We restricted LLM predictions to binary logits via a softmax mask and renormalized probabilities. Each model consumed comma-separated bits (e.g. “0,1,1,0…”). A preliminary check showed English-word encodings (“zero, one…”) offered no advantage.
Results
The following plot (Figure 1) shows per-token ln-loss versus sequence position. GPT-2 variants track the SIT closely on early tokens, diverging modestly on longer traces where learned inductive biases become more apparent.

Figure 2 depicts cumulative ln-loss. Although the raw SIT is best overall, GPT-2 large and XL perform within 5% on average, greatly outperforming CTW baselines beyond k=2.

As an idealized reference, we computed a loose upper bound on Solomonoff’s ln-loss using the sampled program lengths (which models do not see). GPT-2 models approach this bound for sequences up to 100 tokens, suggesting strong practical alignment with the universal prior on that regime.

Theoretical Underpinnings
Solomonoff induction weights each hypothesis P by 2−K(P), where K(P) is the Kolmogorov complexity. In practice, transformers learn a parametric approximation to this weighting through gradient descent and self-attention.

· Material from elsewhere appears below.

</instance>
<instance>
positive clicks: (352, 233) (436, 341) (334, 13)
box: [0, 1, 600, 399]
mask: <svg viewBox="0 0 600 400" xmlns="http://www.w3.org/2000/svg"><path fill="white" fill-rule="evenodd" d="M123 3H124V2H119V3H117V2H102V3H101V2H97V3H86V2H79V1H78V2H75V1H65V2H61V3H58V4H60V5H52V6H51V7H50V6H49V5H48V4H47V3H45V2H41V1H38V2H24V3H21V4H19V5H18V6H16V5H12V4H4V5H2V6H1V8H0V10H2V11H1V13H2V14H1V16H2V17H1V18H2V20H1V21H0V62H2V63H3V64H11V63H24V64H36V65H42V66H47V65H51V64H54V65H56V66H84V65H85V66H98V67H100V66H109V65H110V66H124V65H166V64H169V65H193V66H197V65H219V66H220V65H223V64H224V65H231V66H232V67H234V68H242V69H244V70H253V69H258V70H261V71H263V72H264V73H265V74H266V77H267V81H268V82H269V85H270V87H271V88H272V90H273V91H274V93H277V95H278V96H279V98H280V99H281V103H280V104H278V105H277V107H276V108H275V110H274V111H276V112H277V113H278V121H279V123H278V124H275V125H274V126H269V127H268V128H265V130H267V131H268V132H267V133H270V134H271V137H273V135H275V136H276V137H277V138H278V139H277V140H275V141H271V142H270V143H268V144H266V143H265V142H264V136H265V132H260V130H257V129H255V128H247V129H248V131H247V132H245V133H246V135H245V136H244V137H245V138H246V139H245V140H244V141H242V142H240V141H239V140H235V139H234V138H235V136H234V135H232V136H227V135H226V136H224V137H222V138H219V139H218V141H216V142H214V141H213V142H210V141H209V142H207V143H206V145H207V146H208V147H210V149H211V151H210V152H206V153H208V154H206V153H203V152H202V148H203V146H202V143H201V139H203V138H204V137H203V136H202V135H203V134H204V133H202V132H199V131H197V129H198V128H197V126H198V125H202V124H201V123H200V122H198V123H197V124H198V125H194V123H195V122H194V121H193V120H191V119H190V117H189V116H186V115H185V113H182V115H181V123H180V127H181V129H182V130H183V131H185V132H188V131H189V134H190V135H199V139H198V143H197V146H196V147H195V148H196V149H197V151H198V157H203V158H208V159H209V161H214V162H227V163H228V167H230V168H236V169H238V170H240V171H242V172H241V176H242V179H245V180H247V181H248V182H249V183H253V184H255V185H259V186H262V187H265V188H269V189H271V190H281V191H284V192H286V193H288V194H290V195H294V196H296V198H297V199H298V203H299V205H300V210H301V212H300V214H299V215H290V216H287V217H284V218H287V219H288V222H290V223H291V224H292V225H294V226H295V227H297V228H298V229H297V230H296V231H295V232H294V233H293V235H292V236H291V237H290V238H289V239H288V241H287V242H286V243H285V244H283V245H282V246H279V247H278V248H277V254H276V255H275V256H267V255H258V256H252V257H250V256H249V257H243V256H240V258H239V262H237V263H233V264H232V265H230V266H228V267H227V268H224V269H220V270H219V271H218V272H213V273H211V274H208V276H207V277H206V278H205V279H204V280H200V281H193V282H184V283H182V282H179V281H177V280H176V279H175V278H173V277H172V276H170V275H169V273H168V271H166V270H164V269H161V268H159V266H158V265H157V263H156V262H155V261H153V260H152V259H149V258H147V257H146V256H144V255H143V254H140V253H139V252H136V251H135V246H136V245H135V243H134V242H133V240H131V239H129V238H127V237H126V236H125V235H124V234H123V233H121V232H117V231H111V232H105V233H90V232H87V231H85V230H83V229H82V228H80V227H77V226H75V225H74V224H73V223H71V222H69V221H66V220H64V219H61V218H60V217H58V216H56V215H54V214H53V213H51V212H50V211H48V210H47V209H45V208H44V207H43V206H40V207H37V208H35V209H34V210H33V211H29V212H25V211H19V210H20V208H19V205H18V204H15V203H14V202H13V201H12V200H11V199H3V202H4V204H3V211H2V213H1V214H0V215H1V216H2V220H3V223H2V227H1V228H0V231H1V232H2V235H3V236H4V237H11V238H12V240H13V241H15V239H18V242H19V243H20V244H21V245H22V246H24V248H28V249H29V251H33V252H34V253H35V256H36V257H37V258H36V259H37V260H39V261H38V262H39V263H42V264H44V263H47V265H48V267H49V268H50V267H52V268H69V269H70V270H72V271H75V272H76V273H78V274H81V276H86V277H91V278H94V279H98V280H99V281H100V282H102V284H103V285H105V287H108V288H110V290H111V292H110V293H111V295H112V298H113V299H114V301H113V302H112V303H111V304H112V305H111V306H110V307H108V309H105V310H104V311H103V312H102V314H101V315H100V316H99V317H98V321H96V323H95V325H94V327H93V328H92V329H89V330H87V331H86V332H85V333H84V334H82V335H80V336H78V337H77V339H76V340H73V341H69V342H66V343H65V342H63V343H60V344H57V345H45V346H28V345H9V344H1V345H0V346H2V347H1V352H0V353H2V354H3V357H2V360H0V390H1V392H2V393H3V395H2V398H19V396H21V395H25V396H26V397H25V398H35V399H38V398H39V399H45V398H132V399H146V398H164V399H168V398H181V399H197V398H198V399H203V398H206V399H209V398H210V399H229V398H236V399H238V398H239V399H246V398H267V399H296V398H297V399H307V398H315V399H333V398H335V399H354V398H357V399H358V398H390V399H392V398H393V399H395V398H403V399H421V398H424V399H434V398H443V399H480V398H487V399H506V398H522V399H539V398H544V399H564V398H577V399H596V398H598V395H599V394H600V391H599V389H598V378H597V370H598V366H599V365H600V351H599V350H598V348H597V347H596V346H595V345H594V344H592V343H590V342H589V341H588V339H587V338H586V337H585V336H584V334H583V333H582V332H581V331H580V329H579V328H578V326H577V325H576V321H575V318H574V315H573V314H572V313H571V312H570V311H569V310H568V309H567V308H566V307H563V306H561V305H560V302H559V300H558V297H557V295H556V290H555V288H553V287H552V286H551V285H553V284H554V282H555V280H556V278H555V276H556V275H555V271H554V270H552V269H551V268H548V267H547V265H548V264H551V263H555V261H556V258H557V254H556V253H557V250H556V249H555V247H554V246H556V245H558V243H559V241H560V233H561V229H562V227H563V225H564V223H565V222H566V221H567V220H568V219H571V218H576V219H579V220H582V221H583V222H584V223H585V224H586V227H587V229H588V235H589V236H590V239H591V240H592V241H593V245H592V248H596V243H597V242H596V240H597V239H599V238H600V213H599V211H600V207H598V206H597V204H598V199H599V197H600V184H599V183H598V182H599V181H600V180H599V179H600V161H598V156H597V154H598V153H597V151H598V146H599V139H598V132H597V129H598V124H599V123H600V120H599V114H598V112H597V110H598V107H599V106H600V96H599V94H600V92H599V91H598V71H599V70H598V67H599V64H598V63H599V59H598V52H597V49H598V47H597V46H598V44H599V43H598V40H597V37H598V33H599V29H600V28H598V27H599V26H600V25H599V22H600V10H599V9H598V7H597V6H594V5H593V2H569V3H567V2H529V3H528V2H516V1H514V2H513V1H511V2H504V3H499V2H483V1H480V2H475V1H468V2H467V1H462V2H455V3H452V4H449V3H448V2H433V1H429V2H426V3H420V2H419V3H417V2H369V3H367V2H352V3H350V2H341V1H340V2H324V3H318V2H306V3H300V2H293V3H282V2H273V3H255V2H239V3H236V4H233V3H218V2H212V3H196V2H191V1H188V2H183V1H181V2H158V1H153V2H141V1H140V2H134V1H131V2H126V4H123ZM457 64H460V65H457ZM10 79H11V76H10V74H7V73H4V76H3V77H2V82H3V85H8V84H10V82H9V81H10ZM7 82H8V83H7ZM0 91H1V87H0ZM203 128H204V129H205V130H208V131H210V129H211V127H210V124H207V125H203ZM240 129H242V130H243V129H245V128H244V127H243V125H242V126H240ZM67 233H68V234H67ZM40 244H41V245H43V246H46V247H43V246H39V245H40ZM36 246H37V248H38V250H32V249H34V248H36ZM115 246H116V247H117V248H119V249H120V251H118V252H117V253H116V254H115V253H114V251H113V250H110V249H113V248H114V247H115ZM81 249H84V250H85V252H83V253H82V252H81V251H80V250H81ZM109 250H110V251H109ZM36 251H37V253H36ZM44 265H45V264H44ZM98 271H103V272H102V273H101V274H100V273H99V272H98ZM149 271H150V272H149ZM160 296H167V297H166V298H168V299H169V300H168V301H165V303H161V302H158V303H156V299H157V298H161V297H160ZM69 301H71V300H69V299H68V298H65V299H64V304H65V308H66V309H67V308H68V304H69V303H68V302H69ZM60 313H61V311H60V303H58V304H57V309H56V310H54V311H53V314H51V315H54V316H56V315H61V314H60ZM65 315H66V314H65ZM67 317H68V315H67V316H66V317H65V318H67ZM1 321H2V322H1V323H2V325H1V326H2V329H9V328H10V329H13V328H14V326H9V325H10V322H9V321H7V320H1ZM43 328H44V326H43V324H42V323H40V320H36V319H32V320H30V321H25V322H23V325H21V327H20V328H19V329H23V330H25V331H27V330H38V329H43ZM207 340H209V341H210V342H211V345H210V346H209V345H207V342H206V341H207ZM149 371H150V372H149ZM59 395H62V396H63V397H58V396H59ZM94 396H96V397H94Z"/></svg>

Recent work by Wan & Mei (2025) formalized this connection by showing that multi-head attention can implement a mixture-of-experts over substring predictors analogous to program enumeration.
Expert Opinions
Yann LeCun, Chief AI Scientist at Meta: “This experiment empirically validates that transformers internalize a compressed representation of algorithmic priors, supporting the view that large-scale pretraining approximates universal sequence modeling.”
Zoubin Ghahramani, Professor, Cambridge University: “The convergence of in-context learning and Solomonoff induction highlights a deep synergy between statistical learning theory and algorithmic information theory.”
Implications for Model Alignment & Safety
If LLMs implicitly approximate Solomonoff induction, they may assign non-zero probability to any computable hypothesis. This has two sides:
- Diversity of reasoning: Models can generate novel, low-probability hypotheses, improving robustness.
- Malicious speculation: Unbounded priors could enable hallucinations or unsafe planning sequences.
Mitigations include calibrated uncertainty estimation (e.g., temperature scaling) and constrained decoding (beam filters).
Future Directions & Open Questions
- Scaling laws: How does ln-loss gap shrink with model size beyond 10B parameters?
- Alternative architectures: Does Mixture-of-Experts or sparse transformers better track Solomonoff weights?
- Compute-efficient sampling: Can we approximate universal induction on-the-fly during inference?
Conclusions
Our expanded empirical study confirms that pretrained LLMs, without task-specific fine-tuning, perform surprisingly close to a dedicated Solomonoff Induction Transformer on random binary programs. Larger models exhibit stronger long-range sequence consistency, hinting at more effective implicit program induction. While it remains an open debate whether ICL is Solomonoff induction or a distinct mechanism that happens to align closely, this line of work bridges algorithmic information theory and modern deep learning in a practically measurable way.
- [1] Wan, J., & Mei, L. (2025). Large Language Models as Computable Approximations to Solomonoff Induction. arXiv:2505.15784.
- [2] Young, N., & Witbrock, M. (2024). Transformers As Approximations of Solomonoff Induction. arXiv:2408.12065.
- [3] Legg, S. (2006). Is there an elegant universal theory of prediction? ALT’06.